A whole blood-based, flow cytometric assay was used to simultaneously assess phagocytosis and oxidative burst. Calcein-AM stained Candida albicans (DSM 1386) were used as target organisms. Oxidative burst was measured by addition of dihydroethidium (DHE). Target organisms and whole blood were co-incubated and analyzed after 0, 2, 4, 6, 10, and 30 min. Intracellular killing of the target organisms was evaluated by determining the number of surviving yeast cells after co-incubation of C. albicans and human whole blood. EPs® 7630 was applied in therapeutically relevant concentrations between 0 and 30 μg/ml.
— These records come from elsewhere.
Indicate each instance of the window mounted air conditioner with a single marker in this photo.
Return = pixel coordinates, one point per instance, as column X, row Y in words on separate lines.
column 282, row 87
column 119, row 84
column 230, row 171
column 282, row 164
Compared with controls EPs® 7630 increased the number of phagocytosing PBP during the observed time points between 2 and 10 min in a concentration-dependent manner, with a maximum enhancement of 56 % at 2 min (p=0.002). The application of EPs® 7630 also led to a significant increase in the number of burst-active PBP for all time points observed beyond 2 min (p<0.001). The maximum augmentation was 120 % after application of 30 μg/ml EPs® 7630 at 4 min. Using a microbiological assay, intracellular killing was also enhanced by EPs® 7630. This was expressed by a significant reduction in the number of surviving target organisms (p<0.001). The maximum reduction in viable yeast cells (−31 % ) was observed after co-incubation for 120 min with the highest concentration of EPs® 7630 (30 μg/ml).
In conclusion, the positive effects of EPs® 7630 on phagocytosis, oxidative burst, and intracellular killing of yeast cells as test organisms are important components of the compound's biological activity. Our findings constitute a valuable contribution to understanding the clinical effects of EPs® 7630.